There is a clear distinction between a tribunal that acts without jurisdiction and one which goes wrong in law while acting within its jurisdiction, e.g., in acting on no evidence or in acting on evidence which ought to have been rejected or in failing to take into consideration evidence which ought to have been considered.

In State of Orissa v. Murlidhar A.I.R. 1963 S.C. 404, their Lordships of the Supreme Court have held that it is open to the High Court to find out whether there is evidence or not to justify the conclusion. Their Lordships of the Supreme Court have held in Union of India v. H.C. Goel : (1964)ILLJ38SC , that the High Court cannot consider the question about the sufficiency or adequacy of evidence in support of a particular conclusion, that it is a matter which is within the competence of the authority which deals with the question but the High Court can and must enquire whether there is any evidence at all in support of the conclusion.

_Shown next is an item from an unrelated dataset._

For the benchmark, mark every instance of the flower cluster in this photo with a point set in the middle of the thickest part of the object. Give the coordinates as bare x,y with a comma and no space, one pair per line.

9. Even assuming that the Labour Court has disbelieved the evidence of R.W. 1 for valid reasons, still we have to consider the effect in law of passing receipts in full and final settlement of their claims by the workmen. In full and final settlement means termination of a disputed matter by adoption of terms agreeable between the parties the parties may express their consent to receive the agreed amount. Even assuming that a person is entitled to a much more amount under the Act, still he can give his approval to take a lesser amount. The point for consideration is whether he can question that what he received is not in accordance with the law. Learned Counsel for the management contends that parties can always contract themselves out of the statute or can contract themselves out of the rights given to them by the statute, and that, once they waive the benefits conferred on them, they are estopped by their conduct from setting up a defence. Where a statute prescribes that a contract shall be in a particular form, or shall or shall not contain certain terms the statutory form must be followed. But in the absence of express prohibition to the contrary, the statutory terms may be waived by the parties to the contract. But the conditions in the statute may be imposed in such terms that waiver is impossible. In the instant case under the Industrial Disputes Act, the question for consideration is whether the parties are prevented or prohibited from entering into a contract contrary to the statute. In Melliss v. Shirley Local Board (1885) L.R. 16 Q.B.D. 446, Bowen, L.J. said:

We have to find out upon the construction of the Act whether it was intended by the Legislature to prohibit the doing of a certain act altogether, or whether it was only intended to say that, if the act was done, certain penalties should follow as a consequence. If you can find out that the act is prohibited, then the principle is that no man can recover in an action founded on that which is a breach of the provisions of the statute.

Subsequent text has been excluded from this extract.